Enbin Zheng is correct, the gravity force is vertical, always vertical, and cannot account for horizontal motion at all. What does?

Let's take the bicycle first. On flat ground it has a gravitational force of 1 G, but does not move vertically. There for, it has an equal upwards 1 G force of terra firma (the ground) holding it at "ground level". Taxiing aircraft also experience this phenomena, as well as tractor trailers, which is why the lowly semi is around 4x more fuel efficient than the best freighter aircraft (trains outdo us by another 4x). No need for lift here.

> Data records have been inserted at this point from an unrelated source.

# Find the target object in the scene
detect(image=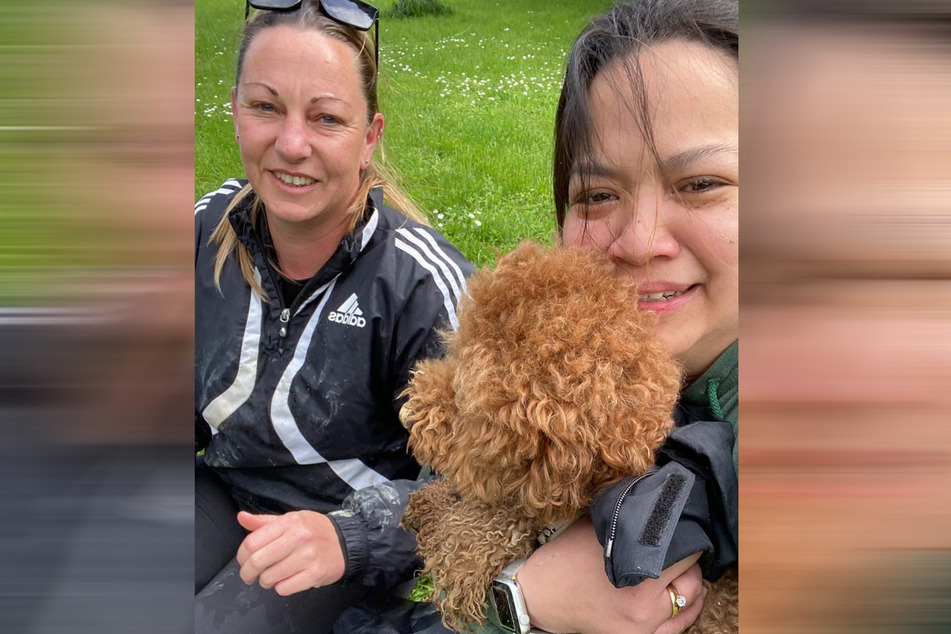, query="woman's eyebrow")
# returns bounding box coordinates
[243,81,346,103]
[659,143,739,172]
[568,162,624,178]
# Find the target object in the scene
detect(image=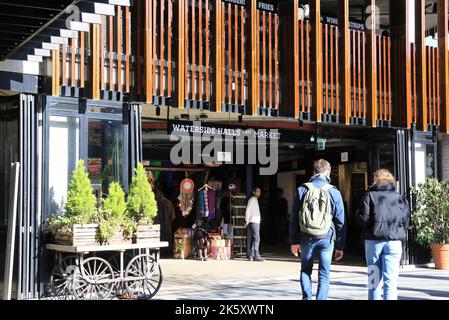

Now put the bicycle on an inclined plane, it will "glide" down the hill with no peddling power. It is the repulsive force of the ground, not gravity, that accounts for the forward motion! Just draw the vectors.

On to gliders. No terra firma once airborne (and no peddling). The repulsive force to gravity is vertical drag. Every unpowered aircraft has the downward force of gravity pulling it down through the atmosphere. Every glide starts with falling. The drag vector, like the gravity repulsive vector of the bicycle, opposes gravity.

But downward velocity is required for vertical drag. We pay for our drag with the h (height) in the potential energy formula mass x gravity x height.

So now tilt the glider forward by offsetting its center of gravity and center of vertical drag. (Accomplished in aircraft design with horizontal stabilizer area). We now have horizontal motion. A glide slope. It is only then the more efficient wing can take over lifting duties and "glide" the plane. Notice the Lift vector from the wing now has a "forward" horizontal component.

Notice also that a plane has much more profile area when viewed from directly underneath than from head on. This means much more drag is produced from falling a given distance than moving forward. A little like squeezing a wet mellon seed between two fingers. Behold its flight!

A good wing and a well designed glider use this "forward push" with amazing efficiency, as do the greatest of the "motor gliders", modern airliners.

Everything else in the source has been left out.